DBS and DSS were collected from 42 healthy individuals by unsupervised self-sampling during the autumn of 2023. For DSS sample collection, subjects were asked to deposit saliva in a micro tube 10 min after rinsing mouth with water or without rinsing and the fluid was then pipetted onto Whatman paper (903 Protein Saver Card, Cytiva), and dried for 1 h at room temperature (RT). In addition, DBS samples were also collected before vaccination and at different time points after first and second vaccinations, as described previously4. A drop of blood of about 10–50 µl from a finger prick was spotted on paper and dried for more than 60 min at RT, before storage at + 4 °C or − 20 °C. Due to the differences in density, one circle of ø12 mm marked in Whatman paper adsorbs 50 µl blood or 25 µl saliva. Accordingly, one cut of ø1.2 mm disc corresponds to approximately 0.5 µl fresh blood or 0.25 µl fresh saliva, as estimated from comparison of antibody levels in wet samples. These volumes were confirmed by comparing anti-S1-RBD antibody levels in 1 µl fresh blood sample versus one ø1.2 mm disc cut from a DBS sample. Similarly, antibody levels in 1 µl fresh saliva liquid were compared to those of ø1.2 mm discs of DSS. Results showed that antibody levels in 1 µl fresh blood were about 1 ∆Ct higher than those in one ø1.2 mm disc from a DBS, while ∆Ct from saliva liquid was 2∆Ct higher than that of a ø1.2 mm disc cut from a DSS (data not shown). A negative saliva sample, pooled from human donors and collected before November 2019, was purchased from LEE Biosolutions (MO, USA) (Cat# 991-05-P-PreC).

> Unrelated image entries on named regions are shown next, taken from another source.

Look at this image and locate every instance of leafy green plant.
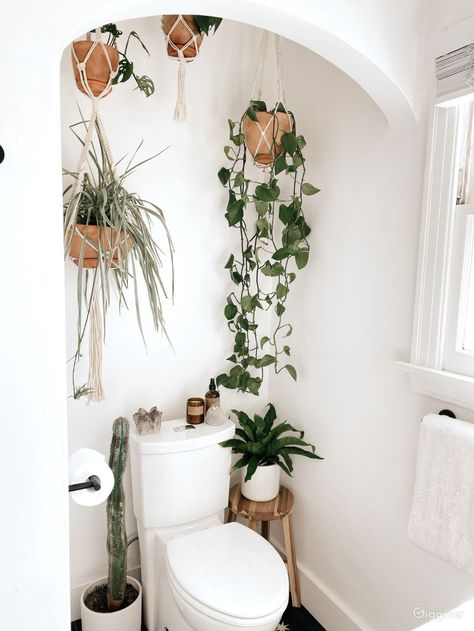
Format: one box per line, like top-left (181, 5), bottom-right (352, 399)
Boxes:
top-left (217, 101), bottom-right (319, 395)
top-left (100, 24), bottom-right (155, 96)
top-left (193, 15), bottom-right (222, 35)
top-left (64, 121), bottom-right (174, 398)
top-left (220, 403), bottom-right (323, 482)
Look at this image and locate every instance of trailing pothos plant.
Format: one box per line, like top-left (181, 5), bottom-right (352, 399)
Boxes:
top-left (217, 101), bottom-right (319, 395)
top-left (100, 23), bottom-right (155, 96)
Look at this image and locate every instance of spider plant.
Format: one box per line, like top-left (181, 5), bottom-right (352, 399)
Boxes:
top-left (64, 120), bottom-right (174, 398)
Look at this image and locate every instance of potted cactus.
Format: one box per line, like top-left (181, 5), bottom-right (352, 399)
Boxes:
top-left (81, 417), bottom-right (142, 631)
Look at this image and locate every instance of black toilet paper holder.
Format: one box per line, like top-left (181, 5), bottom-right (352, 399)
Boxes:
top-left (69, 475), bottom-right (102, 493)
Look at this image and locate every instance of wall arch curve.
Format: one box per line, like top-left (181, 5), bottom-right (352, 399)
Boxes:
top-left (58, 0), bottom-right (415, 128)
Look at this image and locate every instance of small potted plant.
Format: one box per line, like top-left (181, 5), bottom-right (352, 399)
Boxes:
top-left (71, 24), bottom-right (155, 96)
top-left (162, 14), bottom-right (222, 58)
top-left (64, 122), bottom-right (173, 399)
top-left (81, 417), bottom-right (142, 631)
top-left (220, 403), bottom-right (323, 502)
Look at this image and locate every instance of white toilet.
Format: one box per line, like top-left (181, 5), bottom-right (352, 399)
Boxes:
top-left (130, 420), bottom-right (288, 631)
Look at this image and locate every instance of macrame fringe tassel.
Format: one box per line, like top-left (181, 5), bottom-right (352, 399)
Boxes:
top-left (174, 54), bottom-right (186, 123)
top-left (88, 284), bottom-right (104, 401)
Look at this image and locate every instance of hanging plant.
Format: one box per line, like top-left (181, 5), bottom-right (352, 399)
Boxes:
top-left (217, 33), bottom-right (319, 395)
top-left (161, 14), bottom-right (222, 121)
top-left (64, 117), bottom-right (173, 399)
top-left (71, 24), bottom-right (155, 97)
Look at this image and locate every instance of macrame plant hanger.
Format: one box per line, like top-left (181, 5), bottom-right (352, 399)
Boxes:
top-left (250, 31), bottom-right (293, 170)
top-left (64, 29), bottom-right (116, 401)
top-left (165, 14), bottom-right (199, 122)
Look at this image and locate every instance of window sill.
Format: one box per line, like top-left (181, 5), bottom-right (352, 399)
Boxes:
top-left (397, 362), bottom-right (474, 410)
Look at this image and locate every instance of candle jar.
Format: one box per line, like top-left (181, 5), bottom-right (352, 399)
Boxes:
top-left (186, 397), bottom-right (204, 425)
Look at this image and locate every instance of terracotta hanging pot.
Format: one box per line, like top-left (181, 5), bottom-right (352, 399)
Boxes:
top-left (69, 224), bottom-right (133, 269)
top-left (161, 15), bottom-right (202, 59)
top-left (243, 112), bottom-right (293, 165)
top-left (71, 40), bottom-right (119, 96)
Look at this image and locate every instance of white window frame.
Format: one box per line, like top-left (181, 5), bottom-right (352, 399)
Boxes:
top-left (398, 97), bottom-right (474, 409)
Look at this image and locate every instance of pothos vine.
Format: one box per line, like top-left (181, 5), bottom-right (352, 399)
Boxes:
top-left (217, 101), bottom-right (319, 395)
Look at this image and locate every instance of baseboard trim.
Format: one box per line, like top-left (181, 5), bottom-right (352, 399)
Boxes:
top-left (71, 560), bottom-right (141, 622)
top-left (271, 537), bottom-right (376, 631)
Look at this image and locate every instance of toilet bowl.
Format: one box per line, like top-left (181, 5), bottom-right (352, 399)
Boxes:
top-left (166, 523), bottom-right (288, 631)
top-left (130, 419), bottom-right (289, 631)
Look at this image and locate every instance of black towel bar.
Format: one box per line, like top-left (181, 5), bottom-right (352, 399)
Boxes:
top-left (69, 475), bottom-right (101, 493)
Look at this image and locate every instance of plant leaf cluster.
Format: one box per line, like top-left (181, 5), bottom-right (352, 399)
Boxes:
top-left (64, 120), bottom-right (174, 398)
top-left (217, 101), bottom-right (319, 395)
top-left (220, 403), bottom-right (323, 482)
top-left (100, 24), bottom-right (155, 96)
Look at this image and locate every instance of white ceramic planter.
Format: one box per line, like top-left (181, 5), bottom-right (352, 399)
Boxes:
top-left (81, 576), bottom-right (142, 631)
top-left (240, 464), bottom-right (280, 502)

The Ct values are the PCR cycle at which a fluorescence signal exceeds a threshold value. ΔCt values are calculated as the Ct of the negative control minus that of the sample. The correlations between total Ig, IgG and IgA in DBS and DSS were calculated using the ΔCt value and R and P values were calculated using the built-in Excel functions.

The investigation was approved by the Swedish Ethical Review Authority (Dnr 2020-06575 and 2021-03952) and conducted according to the Declaration of Helsinki. All sample donors signed an informed consent form.